It also said it completed a $4 million capital raise to enable further development of its core GaloyMoney bitcoin banking platform.

Stablesats is intended to provide an alternative to current stablecoin infrastructure and regular-way bank integration by using derivatives contracts to create a bitcoin-backed synthetic dollar pegged to the U.S. dollar.

The company believes that allowing dollars to flow through bitcoin (BTC) will help solve short-term volatility price risk, which currently stands as one of the biggest hurdles to the growth of bitcoin as a means for casual payments.
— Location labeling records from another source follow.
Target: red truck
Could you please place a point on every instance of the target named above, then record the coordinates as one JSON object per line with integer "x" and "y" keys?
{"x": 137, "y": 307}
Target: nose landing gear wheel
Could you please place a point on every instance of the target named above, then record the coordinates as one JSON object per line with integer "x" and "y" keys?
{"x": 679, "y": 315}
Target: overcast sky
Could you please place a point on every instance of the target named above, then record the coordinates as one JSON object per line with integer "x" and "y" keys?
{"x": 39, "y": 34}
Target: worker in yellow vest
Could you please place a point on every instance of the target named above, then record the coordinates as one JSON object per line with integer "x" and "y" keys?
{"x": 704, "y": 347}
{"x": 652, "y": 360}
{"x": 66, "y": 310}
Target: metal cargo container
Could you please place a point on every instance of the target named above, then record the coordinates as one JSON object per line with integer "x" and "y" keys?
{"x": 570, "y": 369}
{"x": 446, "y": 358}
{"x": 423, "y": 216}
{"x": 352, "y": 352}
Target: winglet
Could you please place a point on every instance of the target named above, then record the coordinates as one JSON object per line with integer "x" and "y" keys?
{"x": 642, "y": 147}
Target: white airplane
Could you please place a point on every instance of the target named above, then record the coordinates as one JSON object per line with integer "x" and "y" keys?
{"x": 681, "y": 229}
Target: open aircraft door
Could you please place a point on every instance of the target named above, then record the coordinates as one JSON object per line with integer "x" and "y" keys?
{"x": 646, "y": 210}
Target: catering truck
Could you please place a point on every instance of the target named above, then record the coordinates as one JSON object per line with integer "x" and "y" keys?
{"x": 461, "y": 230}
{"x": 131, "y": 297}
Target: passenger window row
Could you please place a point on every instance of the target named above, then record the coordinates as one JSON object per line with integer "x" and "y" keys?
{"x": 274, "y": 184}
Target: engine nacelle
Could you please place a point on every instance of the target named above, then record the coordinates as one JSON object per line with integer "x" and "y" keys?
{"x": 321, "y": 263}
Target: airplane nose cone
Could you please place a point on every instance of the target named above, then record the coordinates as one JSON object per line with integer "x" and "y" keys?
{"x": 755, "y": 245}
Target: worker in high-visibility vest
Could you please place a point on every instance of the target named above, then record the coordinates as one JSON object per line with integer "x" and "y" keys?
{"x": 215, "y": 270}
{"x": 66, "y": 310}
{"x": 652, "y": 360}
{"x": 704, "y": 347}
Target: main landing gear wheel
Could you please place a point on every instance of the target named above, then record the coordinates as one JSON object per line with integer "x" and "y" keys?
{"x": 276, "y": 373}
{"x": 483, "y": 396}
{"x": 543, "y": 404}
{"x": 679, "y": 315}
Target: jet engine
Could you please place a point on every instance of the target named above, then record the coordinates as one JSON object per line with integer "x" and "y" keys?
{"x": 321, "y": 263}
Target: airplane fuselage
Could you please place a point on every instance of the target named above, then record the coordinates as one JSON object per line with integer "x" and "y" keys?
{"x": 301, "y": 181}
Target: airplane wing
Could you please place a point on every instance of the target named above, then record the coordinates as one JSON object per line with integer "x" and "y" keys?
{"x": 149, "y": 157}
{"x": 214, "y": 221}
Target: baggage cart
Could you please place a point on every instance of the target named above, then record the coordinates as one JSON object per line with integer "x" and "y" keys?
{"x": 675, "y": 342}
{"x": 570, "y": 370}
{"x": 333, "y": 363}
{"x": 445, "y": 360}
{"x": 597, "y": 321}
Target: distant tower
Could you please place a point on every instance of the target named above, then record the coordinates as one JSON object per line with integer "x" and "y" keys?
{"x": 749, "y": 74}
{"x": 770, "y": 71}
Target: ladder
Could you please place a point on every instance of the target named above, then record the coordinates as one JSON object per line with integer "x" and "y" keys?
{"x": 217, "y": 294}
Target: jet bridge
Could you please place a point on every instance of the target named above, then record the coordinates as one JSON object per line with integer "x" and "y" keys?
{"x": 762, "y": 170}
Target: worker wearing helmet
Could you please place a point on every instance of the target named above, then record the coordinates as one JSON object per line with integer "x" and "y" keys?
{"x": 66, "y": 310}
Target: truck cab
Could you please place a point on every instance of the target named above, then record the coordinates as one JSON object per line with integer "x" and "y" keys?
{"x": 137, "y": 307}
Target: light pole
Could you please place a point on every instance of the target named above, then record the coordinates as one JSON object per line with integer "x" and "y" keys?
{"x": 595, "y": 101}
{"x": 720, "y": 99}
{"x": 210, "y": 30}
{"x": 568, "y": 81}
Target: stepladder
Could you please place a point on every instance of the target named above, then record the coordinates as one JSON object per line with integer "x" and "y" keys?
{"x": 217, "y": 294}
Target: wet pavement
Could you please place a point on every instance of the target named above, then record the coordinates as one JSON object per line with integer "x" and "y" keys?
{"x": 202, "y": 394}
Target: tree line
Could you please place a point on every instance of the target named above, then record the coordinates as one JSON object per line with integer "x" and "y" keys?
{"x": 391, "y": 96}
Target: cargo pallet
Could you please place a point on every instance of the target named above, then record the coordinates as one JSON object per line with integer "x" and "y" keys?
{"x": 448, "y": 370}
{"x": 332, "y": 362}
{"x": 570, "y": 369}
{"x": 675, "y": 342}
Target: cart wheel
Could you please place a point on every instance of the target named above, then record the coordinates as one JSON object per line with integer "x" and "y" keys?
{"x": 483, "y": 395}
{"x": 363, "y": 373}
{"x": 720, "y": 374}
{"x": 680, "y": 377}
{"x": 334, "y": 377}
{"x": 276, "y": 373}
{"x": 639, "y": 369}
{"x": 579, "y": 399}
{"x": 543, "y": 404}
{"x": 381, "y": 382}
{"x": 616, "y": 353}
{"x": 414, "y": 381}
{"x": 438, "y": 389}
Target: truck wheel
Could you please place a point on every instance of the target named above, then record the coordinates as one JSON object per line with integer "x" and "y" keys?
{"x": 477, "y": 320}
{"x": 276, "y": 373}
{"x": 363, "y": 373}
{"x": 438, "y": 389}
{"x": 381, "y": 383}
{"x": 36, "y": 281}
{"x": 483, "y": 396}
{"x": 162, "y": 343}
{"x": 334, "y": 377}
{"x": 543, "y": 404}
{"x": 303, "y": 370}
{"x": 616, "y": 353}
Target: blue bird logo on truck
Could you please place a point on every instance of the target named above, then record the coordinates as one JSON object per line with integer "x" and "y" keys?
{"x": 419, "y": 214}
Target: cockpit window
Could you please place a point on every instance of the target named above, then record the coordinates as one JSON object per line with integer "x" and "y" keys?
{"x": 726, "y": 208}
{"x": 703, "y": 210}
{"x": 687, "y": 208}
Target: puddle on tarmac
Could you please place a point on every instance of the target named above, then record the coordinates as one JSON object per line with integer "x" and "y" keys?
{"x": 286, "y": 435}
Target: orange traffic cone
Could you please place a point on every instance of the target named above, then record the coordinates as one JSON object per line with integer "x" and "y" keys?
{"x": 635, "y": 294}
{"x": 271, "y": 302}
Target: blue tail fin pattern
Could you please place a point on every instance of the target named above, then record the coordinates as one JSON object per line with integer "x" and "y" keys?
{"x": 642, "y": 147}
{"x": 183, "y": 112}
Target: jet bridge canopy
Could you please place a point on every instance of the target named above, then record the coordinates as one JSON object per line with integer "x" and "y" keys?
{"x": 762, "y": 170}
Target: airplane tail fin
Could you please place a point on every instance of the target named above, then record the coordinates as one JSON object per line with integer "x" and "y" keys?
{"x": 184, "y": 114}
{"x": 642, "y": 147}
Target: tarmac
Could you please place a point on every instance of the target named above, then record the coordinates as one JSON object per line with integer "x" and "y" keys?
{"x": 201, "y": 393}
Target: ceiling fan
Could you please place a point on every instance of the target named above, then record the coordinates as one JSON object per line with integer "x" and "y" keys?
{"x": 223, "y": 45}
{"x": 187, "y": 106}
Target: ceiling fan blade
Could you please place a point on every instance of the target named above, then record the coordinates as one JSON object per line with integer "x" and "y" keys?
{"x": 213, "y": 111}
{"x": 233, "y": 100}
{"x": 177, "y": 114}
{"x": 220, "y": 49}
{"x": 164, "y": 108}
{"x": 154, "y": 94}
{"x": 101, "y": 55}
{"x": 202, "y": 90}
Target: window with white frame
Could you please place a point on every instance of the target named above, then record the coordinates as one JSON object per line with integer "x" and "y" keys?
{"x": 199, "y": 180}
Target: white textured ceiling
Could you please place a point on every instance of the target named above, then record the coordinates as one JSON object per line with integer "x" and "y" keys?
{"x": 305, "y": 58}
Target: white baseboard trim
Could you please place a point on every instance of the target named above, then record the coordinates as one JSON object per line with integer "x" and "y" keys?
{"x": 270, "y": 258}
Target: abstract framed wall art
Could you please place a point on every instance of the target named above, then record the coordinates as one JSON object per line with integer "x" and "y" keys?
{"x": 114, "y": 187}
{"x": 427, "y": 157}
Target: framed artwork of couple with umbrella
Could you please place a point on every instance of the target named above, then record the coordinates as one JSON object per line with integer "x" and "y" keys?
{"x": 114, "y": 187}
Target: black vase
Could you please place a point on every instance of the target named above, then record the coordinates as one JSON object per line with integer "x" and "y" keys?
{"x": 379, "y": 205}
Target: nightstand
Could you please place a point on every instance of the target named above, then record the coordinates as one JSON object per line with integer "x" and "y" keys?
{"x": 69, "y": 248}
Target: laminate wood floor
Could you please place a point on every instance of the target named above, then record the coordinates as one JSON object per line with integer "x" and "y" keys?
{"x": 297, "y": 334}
“Bitcoin has brought digital transactions to previously unbanked communities across Latin America, Africa and beyond,” said Galoy CEO Nicolas Burtey in a press release. “However, its volatility makes managing financial obligations difficult. With Stablesats-enabled Lightning wallets, users are able to send from, receive to, and hold money in, a [U.S. dollar] account in addition to their default BTC account. While the dollar value of their BTC account fluctuates, $1 in their USD account remains $1 regardless of the bitcoin exchange rate.”

More funding for open-source projects

In addition to announcing Stablesats, Galoy announced a $4 million capital raise to enable further development of its core GaloyMoney bitcoin banking platform, a versatile application programming Interface (API) and an enterprise-ready Lightning Network gateway intended to allow organizations easy access to Lightning payments.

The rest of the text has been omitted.